= Gardenasia =

Gardenasia is a Singapore nature-based events company under landscaping and horticulture group Nyee Phoe (NPG). It was co-founded by Kenny Eng and originally set up as the sales arm of Nyee Phoe Flower Garden. The three divisions under the NPG are Nyee Phoe Flower Garden, Petals & Leaves and Gardenasia.

==History==
In 2001, Gardenasia was co-founded by Kenny Eng under their parent company, Nyee Phoe Group (NPG). In its initial years, NPG started out with Nyee Phoe Flower Garden, when Eng's great-grandfather, Eng Hock Lai, left China for Singapore in 1911. Eng Hock Lai started a nursery in Singapore as he had a horticulture background back in his hometown. Under the leadership of Kenny Eng's father and uncle, Nyee Phoe Flower Garden expanded to provide landscaping services in 1968. They also diversified to provide a line of gardening products in the 1970s to 1980s.

In 1980, NPG further diversified their business by launching their creative floral services division, Petal & Leaves.

In 1997, Nyee Phoe Flower Garden’s government leases were not renewed and they were removed from their sites in Jalan Kayu and Bukit Panjang.
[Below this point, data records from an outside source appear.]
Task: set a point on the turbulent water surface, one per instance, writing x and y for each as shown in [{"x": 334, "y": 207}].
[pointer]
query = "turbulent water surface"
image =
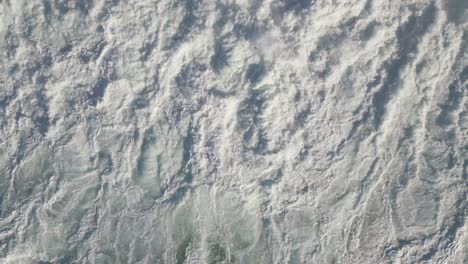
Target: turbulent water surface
[{"x": 238, "y": 131}]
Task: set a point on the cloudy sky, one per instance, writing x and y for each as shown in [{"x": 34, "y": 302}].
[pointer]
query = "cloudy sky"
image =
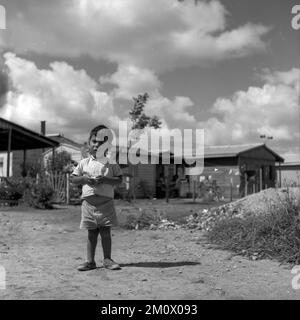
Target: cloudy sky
[{"x": 230, "y": 67}]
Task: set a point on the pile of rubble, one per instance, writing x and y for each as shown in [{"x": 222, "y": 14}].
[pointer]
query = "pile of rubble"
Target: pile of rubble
[{"x": 255, "y": 204}]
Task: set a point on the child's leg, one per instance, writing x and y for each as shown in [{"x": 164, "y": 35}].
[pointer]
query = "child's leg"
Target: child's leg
[
  {"x": 106, "y": 241},
  {"x": 92, "y": 244}
]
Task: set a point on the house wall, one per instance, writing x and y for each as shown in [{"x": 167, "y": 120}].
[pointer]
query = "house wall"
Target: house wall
[
  {"x": 73, "y": 151},
  {"x": 3, "y": 164},
  {"x": 256, "y": 160},
  {"x": 32, "y": 156},
  {"x": 288, "y": 175}
]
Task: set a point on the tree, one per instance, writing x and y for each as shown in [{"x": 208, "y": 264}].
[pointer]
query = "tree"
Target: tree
[
  {"x": 140, "y": 120},
  {"x": 138, "y": 117}
]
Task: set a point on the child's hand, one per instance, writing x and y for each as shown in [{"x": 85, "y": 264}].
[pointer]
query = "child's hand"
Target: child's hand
[
  {"x": 99, "y": 179},
  {"x": 89, "y": 181}
]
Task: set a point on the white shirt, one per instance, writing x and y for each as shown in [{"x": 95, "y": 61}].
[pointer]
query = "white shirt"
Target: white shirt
[{"x": 92, "y": 168}]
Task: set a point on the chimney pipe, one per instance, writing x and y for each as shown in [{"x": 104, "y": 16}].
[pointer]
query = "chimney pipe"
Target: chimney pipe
[{"x": 43, "y": 128}]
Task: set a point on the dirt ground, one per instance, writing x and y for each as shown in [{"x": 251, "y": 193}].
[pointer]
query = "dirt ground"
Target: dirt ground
[{"x": 40, "y": 250}]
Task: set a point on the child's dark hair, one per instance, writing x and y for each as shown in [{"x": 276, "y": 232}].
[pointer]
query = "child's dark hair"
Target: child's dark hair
[{"x": 95, "y": 130}]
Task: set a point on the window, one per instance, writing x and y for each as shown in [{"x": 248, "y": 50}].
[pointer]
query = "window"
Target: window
[
  {"x": 271, "y": 176},
  {"x": 1, "y": 167}
]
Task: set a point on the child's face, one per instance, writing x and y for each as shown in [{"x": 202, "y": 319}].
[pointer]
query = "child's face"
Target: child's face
[
  {"x": 94, "y": 145},
  {"x": 95, "y": 142}
]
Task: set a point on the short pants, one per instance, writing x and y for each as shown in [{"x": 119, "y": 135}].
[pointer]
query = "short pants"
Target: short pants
[{"x": 98, "y": 212}]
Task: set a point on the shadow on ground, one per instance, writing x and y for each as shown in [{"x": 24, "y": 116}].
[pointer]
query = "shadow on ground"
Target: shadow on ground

Subsequently, they moved to a 2 hectare plot of land along Neo Tiew Crescent.

At its new site, the business faced financial difficulties because of its remote location. Kenny Eng and his family kept Nyee Phoe Flower Garden afloat by staging roadshows and worked on landscaping projects recommended by clients. The company eventually diversified to include Gardenasia as the “lifestyle” division of NPG.

==Company Profile==
Gardenasia provides services which include farmstays, an on-site bistro, events management and educational programs. It provides eco-themed workshops and team-building activities. Gardenasia also added corporate team-building workshops in 2009.

Gardenasiakids provides “Edutainment” programmes designed for children and youths to educate them about the environment. The “Edutainment” programmes under Gardenasiakids are targeted at pre-schoolers, primary and secondary school students. Gardenasiakids is represented by two characters– Morchoo and Titoy.

==Notable Projects==
Gardenasia has collaborated with various parties to organise social responsibility projects:

- The Living! Project: iLight Marina Bay, Singapore (2010 and 2014)
The Living! Project was initiated by Gardenasia’s founder Kenny Eng, Allan Lim, and sculptor Sun Yu-Li. For iLight Marina Bay 2010, they conceived the idea for a 5.8m tall stainless steel sculpture called “'In Celebration.” In collaboration with People's Association Singapore, trainers and volunteers created plastic art pieces using plastic bottles and cups to build the sculpture. The sculpture was awarded “Most Popular Artwork” at this event. The sculpture was the first Asian artwork to be showcased at the Fête des Lumières(Festival of Lights) in Lyon, France. In 2014, The Living! Project contributed again at iLight Marina Bay with their installation called “The Wishing! Tree.”

- ComArt (Community Art) at Changi City Point
In collaboration with Frasers Centrepoint Ltd, Ascendas Ltd and Christian Outreach to the Handicapped, local students created a 12m long chandelier made up of recycled bottles. The artwork is currently installed at Changi City Point.